"La tan preciada Copa del Mundo". El mundial Brasil 2014
El recorrido por este último mundial disputado en Sudamérica fue extenso y plagado de emociones, para las aficiones de todas las selecciones involucradas. Mundial glorioso para algunos equipos y totalmente olvidable para otros. Los hinchas argentinos supimos otra vez que era llenarse de ilusión por un seleccionado nacional después de un gran tiempo, para algunos fue nuestra primera vez viendo a la celeste y blanca ondeando tan alta. También supimos lo que es quedarse a las puertas de la gloria, que se caigan lágrimas de orgullo y frustración, pero al fin de cuentas, vimos una final del mundo.
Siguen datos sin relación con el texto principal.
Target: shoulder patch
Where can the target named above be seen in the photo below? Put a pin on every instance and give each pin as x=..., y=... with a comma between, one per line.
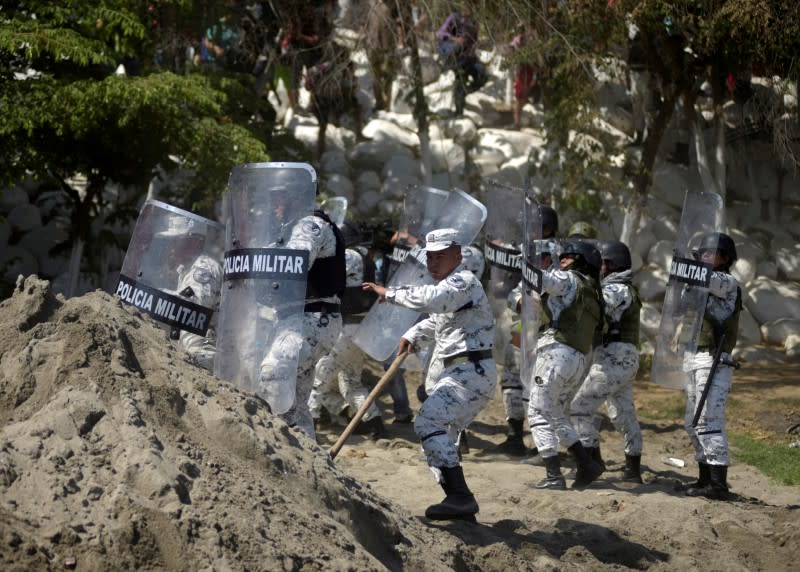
x=456, y=281
x=311, y=227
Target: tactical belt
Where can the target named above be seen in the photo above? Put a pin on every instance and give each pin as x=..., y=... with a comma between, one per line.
x=322, y=307
x=467, y=357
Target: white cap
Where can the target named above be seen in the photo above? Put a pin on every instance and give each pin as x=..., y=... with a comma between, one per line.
x=441, y=239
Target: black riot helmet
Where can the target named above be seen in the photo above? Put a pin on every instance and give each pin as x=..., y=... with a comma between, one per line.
x=617, y=252
x=721, y=242
x=549, y=219
x=587, y=257
x=351, y=233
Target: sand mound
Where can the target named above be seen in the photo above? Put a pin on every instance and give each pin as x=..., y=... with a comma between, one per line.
x=117, y=453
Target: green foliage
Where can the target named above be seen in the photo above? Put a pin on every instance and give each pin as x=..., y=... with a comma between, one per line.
x=777, y=461
x=65, y=112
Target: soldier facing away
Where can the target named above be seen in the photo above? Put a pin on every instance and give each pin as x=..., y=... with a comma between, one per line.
x=461, y=323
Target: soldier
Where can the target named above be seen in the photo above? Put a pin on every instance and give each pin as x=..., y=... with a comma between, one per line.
x=177, y=267
x=461, y=323
x=337, y=382
x=201, y=284
x=718, y=334
x=614, y=363
x=582, y=229
x=574, y=308
x=321, y=320
x=515, y=398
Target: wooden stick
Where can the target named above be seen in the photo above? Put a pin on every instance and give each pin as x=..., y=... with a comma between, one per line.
x=373, y=395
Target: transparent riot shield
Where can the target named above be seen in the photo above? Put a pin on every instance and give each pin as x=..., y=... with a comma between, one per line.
x=336, y=209
x=171, y=269
x=502, y=249
x=687, y=289
x=261, y=312
x=421, y=206
x=380, y=331
x=531, y=306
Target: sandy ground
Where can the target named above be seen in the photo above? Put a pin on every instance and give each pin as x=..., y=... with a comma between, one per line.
x=115, y=453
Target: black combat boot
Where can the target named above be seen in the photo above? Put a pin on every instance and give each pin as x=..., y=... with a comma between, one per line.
x=459, y=504
x=588, y=468
x=632, y=472
x=717, y=486
x=514, y=444
x=553, y=478
x=703, y=479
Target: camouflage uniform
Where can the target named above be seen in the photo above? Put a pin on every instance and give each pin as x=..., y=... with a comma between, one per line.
x=471, y=261
x=345, y=359
x=204, y=280
x=516, y=391
x=308, y=336
x=709, y=438
x=610, y=377
x=557, y=372
x=460, y=321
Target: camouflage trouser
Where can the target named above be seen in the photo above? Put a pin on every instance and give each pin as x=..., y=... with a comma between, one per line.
x=304, y=346
x=515, y=399
x=556, y=375
x=335, y=392
x=460, y=393
x=610, y=379
x=709, y=438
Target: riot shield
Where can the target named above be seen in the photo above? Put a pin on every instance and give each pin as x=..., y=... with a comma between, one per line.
x=380, y=331
x=264, y=281
x=531, y=307
x=171, y=268
x=421, y=206
x=687, y=289
x=335, y=208
x=502, y=248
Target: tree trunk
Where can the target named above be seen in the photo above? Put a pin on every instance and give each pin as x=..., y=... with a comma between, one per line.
x=420, y=104
x=75, y=266
x=643, y=178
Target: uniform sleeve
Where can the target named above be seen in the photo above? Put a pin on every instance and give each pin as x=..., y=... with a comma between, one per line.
x=617, y=299
x=448, y=295
x=722, y=285
x=354, y=266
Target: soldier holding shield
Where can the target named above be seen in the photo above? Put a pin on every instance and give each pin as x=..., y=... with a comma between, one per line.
x=614, y=363
x=705, y=422
x=462, y=325
x=699, y=325
x=574, y=308
x=284, y=272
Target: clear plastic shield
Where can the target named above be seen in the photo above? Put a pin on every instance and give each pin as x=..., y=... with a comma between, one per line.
x=380, y=331
x=531, y=308
x=336, y=209
x=421, y=206
x=261, y=312
x=502, y=249
x=687, y=289
x=172, y=267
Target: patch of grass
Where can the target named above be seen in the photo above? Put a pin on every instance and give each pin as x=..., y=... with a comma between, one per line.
x=671, y=407
x=777, y=461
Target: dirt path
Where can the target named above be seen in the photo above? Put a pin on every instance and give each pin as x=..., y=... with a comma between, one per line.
x=612, y=524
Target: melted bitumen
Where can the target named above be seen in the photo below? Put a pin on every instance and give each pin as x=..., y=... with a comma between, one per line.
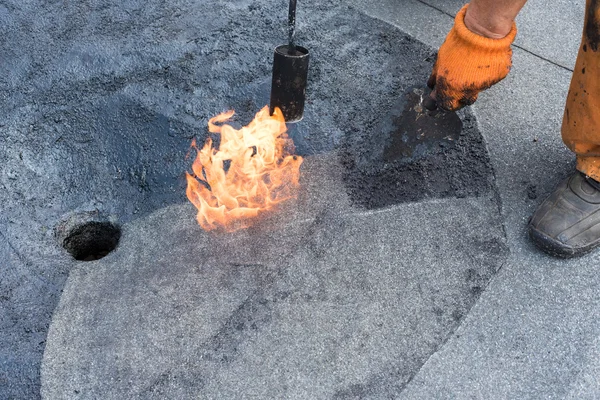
x=100, y=104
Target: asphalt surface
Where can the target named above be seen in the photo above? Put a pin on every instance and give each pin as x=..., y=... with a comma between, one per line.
x=100, y=104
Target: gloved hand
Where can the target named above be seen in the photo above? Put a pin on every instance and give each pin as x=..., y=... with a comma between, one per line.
x=468, y=63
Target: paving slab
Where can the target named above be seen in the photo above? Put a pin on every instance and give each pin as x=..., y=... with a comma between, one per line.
x=324, y=300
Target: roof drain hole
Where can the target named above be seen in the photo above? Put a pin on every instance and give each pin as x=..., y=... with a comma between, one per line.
x=92, y=240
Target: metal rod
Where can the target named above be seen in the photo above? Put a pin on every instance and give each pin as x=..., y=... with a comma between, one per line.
x=292, y=27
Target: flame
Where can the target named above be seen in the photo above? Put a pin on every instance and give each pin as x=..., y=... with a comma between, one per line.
x=252, y=171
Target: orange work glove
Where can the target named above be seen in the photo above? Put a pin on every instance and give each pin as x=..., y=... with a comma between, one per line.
x=468, y=63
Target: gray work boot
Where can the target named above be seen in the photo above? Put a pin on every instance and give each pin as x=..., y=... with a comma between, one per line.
x=567, y=224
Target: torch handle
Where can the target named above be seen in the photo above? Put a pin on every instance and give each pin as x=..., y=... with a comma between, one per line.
x=292, y=27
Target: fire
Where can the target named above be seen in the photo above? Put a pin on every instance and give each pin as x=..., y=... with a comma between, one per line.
x=252, y=171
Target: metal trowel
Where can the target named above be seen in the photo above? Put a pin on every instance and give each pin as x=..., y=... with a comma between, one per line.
x=417, y=128
x=290, y=72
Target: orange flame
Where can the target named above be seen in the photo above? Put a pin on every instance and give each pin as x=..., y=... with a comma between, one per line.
x=253, y=170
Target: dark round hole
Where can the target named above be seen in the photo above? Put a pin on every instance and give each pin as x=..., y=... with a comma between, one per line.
x=92, y=240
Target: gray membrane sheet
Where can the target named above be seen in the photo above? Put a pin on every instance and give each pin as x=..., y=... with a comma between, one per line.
x=101, y=103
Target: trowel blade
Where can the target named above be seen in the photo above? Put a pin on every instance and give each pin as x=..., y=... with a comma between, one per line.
x=416, y=132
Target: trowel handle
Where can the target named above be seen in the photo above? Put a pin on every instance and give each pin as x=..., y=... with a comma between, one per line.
x=292, y=26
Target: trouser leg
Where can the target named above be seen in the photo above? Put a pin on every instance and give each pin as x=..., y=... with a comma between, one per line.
x=581, y=120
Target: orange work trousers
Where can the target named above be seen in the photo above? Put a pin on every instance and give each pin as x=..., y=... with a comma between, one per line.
x=581, y=120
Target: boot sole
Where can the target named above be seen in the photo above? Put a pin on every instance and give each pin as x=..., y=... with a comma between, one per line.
x=555, y=248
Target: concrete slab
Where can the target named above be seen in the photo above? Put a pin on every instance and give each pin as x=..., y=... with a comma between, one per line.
x=321, y=301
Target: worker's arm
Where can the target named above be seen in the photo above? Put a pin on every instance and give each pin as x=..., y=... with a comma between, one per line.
x=476, y=53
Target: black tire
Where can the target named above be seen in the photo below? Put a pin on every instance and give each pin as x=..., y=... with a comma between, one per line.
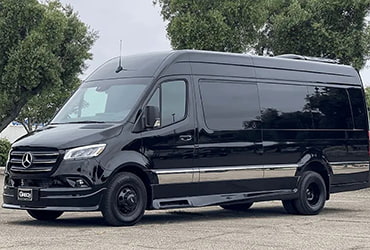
x=238, y=207
x=44, y=215
x=311, y=194
x=289, y=206
x=125, y=200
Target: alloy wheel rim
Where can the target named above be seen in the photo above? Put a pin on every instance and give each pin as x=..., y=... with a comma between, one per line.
x=313, y=194
x=127, y=200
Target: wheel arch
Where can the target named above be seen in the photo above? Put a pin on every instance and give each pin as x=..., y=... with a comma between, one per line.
x=322, y=168
x=146, y=176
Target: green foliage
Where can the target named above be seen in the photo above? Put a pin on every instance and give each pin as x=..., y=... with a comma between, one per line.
x=42, y=50
x=367, y=94
x=324, y=28
x=4, y=150
x=217, y=25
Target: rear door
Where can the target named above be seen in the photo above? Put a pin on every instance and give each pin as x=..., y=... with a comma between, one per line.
x=229, y=148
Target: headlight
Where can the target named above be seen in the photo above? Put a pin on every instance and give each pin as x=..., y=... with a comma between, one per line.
x=84, y=152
Para algunos este mundial fue una decepción, para otros es un logro. Llegar tan lejos después de tanto tiempo merece ser reconocido como un merito, una victoria en lo colectivo que puede inspirar a futuras generaciones y ayudarles a entender que a veces ganar no es terminar primero. A veces ganar es superarse a uno mismo y a las críticas con las que nos encontramos.
A veces para sentirse campeón no es necesario levantar la copa basta con superar barreras para ser nuestra mejor versión. Deportivamente hablando no me gustan los campeones morales, pero habiendo vivido el proceso en las calles de los diferentes hinchas, de diferentes edades ilusionarse tanto por conseguir ese trofeo no puedo ignorar que a veces los resultados no son lo más importante.
Porque todo niño o niña fanático o fanática de este deporte tan lindo, se ilusiona con varias cosas, jugar en el club de sus amores, ayudar a su familia, vivir de lo que ama, ponerse la celeste y blanca al menos una vez, levantar la tan preciada Copa del Mundo….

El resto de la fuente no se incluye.